Moriyama is a key figure in the company’s regulatory affairs and quality assurance unit. He’s listed on several company patents for endoscopes. And he was the manufacturer’s contact on numerous injury reports filed with U.S. regulators about scope-related infections.Nishina fielded numerous emails containing questions from Olympus executives in the U.S. and helped shape their response to infections at American hospitals. Yabe and Moriyama were included on some of those emails, court documents show.

The three executives were recently deposed at the U.S. Embassy in Tokyo by lawyers representing Virginia Mason Medical Center in Seattle and Theresa Bigler. Her 57-year-old husband, Richard, died in 2013 after he was infected by a contaminated Olympus scope, according to the family’s lawsuit in King County Superior Court in Washington. Bigler is suing Olympus for wrongful death and seeking damages.

The separate federal investigation into Olympus surfaced in March 2015, when the company said it received a subpoena from investigators that “seeks information relating to duodenoscopes that Olympus manufactures and sells.”

A year later, in March 2016, Paul Fishman, the U.S. Attorney for the District of New Jersey, said the scope-related investigation was continuing. The focus of the probe was not specified, and a spokesman for the U.S. attorney’s office declined to comment further for this story.

The emails could figure in both the civil case and federal investigation because they show that a month after Olympus alerted European customers in January 2013 that a scope it manufactured could become contaminated it decided not to broadly warn U.S. customers.

In a Feb. 6, 2013 response to a question from a U.S. Olympus executive about whether American hospitals should be warned, Nishina replied it is “not need[ed] to communicate to all the users actively,” because a company assessment of the risk to patients found it to be “acceptable.”

Nishina said, however, that a U.S. executive could respond to inquiries from a customer. Nishina, Yabe and Moriyama didn’t respond to requests for comment sent through their lawyers.

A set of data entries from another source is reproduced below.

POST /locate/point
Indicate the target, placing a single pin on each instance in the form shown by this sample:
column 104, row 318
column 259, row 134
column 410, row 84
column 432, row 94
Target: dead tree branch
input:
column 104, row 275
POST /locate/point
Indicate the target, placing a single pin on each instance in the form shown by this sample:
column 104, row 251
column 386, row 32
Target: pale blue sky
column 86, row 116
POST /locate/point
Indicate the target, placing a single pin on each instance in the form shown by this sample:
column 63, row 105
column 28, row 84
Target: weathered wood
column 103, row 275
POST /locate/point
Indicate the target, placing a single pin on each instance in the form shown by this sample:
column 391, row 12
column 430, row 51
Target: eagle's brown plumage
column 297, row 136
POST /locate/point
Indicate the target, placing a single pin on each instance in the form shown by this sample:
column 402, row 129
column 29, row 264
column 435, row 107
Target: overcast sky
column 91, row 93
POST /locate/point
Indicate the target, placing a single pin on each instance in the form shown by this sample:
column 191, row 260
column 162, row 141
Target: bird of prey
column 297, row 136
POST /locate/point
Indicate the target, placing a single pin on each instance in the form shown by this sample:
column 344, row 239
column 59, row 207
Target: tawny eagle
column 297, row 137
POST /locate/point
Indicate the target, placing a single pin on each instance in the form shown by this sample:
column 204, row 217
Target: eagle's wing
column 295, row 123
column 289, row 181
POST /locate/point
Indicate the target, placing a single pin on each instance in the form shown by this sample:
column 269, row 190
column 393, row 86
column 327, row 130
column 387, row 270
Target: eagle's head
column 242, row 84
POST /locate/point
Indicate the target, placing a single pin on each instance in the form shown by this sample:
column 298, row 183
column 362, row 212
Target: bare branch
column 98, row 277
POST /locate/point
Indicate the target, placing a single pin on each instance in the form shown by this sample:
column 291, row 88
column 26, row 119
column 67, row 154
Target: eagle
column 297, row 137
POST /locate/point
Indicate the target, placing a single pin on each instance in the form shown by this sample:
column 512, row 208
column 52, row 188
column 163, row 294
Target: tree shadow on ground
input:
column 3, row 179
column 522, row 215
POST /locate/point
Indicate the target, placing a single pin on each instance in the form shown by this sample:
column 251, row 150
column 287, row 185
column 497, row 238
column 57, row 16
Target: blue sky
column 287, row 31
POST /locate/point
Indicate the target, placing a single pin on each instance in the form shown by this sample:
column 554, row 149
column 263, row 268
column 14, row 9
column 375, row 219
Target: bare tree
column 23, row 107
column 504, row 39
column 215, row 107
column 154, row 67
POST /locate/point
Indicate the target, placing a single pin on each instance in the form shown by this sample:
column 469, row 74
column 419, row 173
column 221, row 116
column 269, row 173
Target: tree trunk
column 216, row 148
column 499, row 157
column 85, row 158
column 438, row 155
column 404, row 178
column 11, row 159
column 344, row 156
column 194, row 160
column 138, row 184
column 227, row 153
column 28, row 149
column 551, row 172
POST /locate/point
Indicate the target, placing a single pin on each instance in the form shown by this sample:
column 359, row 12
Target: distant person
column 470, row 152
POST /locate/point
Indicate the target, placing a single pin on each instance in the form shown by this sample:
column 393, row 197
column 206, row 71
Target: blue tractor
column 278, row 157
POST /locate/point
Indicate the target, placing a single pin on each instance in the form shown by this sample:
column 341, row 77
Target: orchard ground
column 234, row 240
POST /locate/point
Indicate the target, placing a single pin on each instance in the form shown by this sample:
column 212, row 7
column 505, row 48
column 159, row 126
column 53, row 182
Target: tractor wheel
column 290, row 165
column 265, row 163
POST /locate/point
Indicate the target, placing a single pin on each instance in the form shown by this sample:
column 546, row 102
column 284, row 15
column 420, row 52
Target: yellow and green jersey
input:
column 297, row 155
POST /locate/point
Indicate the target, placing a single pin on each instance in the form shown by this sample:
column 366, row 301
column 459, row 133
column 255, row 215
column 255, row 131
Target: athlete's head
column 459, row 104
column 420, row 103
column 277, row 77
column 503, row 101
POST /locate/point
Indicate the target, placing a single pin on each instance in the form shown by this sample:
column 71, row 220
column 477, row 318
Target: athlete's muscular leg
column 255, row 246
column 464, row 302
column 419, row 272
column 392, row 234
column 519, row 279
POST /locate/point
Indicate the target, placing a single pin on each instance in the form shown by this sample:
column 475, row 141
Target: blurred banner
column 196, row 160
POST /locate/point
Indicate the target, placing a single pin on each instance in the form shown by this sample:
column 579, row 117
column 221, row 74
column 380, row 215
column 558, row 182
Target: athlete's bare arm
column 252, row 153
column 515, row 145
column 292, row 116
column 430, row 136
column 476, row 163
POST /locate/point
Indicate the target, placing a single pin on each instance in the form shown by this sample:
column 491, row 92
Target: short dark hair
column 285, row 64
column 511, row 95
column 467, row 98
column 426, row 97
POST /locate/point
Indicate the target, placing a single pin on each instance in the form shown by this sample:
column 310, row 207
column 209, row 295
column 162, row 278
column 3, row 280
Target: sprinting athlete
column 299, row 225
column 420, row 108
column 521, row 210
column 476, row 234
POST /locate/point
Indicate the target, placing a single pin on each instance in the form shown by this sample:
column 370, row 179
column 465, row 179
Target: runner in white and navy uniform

Olympus said it doesn’t comment on pending litigation. Previously, the company has said that patient safety is a top priority and it’s working with the proper authorities to address any scope-related issues. The company recalled its duodenoscopes in January and did repairs over several months to reduce the risk of infection.

Duodenoscopes are threaded down a person’s throat to diagnose and treat digestive tract problems such as gallstones, cancers and bile duct blockages. The tip of the snake-like device has proven difficult to clean even when following the manufacturer’s instructions, and antibiotic-resistant bacteria known as superbugs can spread from one patient to another.

Although infections have been tied to scopes made by other companies, Olympus dominates the market and its scopes remain in wide use.

In California, Ronald Reagan UCLA Medical Center and Cedars-Sinai Medical Center in Los Angeles, as well as Huntington Memorial Hospital in Pasadena, have reported infections linked to Olympus scopes.